As you can see in the topology above, the RedHat OpenShift Kubernetes Service cluster has been deployed on a MultiZone Region (MZR) data center with three availability zones (AZs) where Virtual Private Cloud (VPC) Gen 2 is available.

Warning

IBM Process Mining requires ReadWriteMany (RWX) storage. In order to offer Read Write Many (RWX) storage for the applications running on your RedHat OpenShift Kubernetes Service cluster on Virtual Private Cloud (VPC) Gen 2, you need to make OpenShift Data Foundation available in our RedHat OpenShift cluster.

OpenShift Data Foundation (ODF) is a storage solution that consists of open source technologies Ceph, Noobaa, and Rook.
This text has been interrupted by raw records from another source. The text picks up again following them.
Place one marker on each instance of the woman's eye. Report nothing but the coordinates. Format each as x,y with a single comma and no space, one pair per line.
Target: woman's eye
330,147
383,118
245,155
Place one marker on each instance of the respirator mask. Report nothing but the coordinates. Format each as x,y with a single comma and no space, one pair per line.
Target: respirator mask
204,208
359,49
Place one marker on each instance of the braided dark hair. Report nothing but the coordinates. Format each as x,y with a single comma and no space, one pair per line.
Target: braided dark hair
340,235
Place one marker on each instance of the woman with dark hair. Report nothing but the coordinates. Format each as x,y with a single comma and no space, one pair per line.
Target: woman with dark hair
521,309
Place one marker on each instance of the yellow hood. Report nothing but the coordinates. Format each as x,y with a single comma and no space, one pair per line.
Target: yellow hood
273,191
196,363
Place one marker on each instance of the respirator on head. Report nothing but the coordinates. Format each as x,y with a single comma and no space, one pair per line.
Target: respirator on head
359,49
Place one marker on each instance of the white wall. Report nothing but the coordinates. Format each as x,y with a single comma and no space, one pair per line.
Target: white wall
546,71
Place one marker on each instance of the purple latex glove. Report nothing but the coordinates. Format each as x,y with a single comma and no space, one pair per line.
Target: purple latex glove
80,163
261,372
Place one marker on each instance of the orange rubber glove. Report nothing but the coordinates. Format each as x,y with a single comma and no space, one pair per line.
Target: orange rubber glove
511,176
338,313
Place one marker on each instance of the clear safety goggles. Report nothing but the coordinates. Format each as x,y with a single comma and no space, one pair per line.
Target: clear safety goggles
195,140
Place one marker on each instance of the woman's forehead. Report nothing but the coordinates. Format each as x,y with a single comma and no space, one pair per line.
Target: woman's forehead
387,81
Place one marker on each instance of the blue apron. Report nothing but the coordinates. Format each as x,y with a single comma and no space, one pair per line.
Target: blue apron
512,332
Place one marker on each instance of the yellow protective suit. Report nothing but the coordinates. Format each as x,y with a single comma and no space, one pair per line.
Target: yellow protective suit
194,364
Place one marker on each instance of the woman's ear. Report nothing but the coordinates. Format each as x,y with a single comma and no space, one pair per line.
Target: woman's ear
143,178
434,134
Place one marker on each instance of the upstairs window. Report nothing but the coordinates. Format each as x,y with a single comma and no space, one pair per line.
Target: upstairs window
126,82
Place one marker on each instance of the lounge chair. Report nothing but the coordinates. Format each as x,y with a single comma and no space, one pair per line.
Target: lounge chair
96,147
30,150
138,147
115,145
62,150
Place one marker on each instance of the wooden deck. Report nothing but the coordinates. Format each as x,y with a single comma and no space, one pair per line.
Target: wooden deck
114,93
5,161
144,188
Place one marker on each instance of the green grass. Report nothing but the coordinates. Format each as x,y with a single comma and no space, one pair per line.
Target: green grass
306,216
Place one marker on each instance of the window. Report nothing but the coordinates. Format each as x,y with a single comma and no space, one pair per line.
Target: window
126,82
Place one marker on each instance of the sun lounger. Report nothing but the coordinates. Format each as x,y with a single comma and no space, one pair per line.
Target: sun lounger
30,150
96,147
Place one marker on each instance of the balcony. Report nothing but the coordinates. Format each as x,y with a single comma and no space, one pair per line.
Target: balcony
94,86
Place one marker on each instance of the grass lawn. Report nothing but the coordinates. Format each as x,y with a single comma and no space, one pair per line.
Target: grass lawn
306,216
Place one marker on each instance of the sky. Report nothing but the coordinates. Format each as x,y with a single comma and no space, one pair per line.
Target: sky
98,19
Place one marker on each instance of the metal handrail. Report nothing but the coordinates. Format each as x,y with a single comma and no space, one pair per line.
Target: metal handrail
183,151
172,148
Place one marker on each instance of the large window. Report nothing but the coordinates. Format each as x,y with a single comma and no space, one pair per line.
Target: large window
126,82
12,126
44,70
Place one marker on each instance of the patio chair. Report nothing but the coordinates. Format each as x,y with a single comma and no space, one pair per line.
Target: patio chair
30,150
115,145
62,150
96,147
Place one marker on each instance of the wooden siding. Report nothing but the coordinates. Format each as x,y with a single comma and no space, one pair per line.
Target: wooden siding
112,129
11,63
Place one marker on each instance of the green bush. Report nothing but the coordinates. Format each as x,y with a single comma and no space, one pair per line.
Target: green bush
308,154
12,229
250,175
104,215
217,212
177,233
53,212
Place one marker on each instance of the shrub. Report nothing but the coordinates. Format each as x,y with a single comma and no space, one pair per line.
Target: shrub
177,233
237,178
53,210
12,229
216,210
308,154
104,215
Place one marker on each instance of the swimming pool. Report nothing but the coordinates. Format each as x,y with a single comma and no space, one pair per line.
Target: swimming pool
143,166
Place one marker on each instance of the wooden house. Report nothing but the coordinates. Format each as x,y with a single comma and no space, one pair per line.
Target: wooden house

ODF allows you to provision and manage File, Block, and Object storage for your containerized workloads in Red Hat® OpenShift® on IBM Cloud™ clusters. Unlike other storage solutions where you might need to configure separate drivers and operators for each type of storage, ODF is a unified solution capable of adapting or scaling to your storage needs.

In order to install OpenShift Data Foundation (ODF) in your RedHat OpenShift Kubernetes Service (ROKS) cluster on IBM Cloud on a Virtual Private Cloud (VPC) Gen 2, you need to make sure that your RedHat OpenShift Kubernetes Service cluster counts with at least three worker nodes. For high availability, you must create your RedHat OpenShift Kubernetes Service cluster with at least one worker node per zone across the three zones. Each worker node must have a minimum of 16 CPUs and 64 GB RAM.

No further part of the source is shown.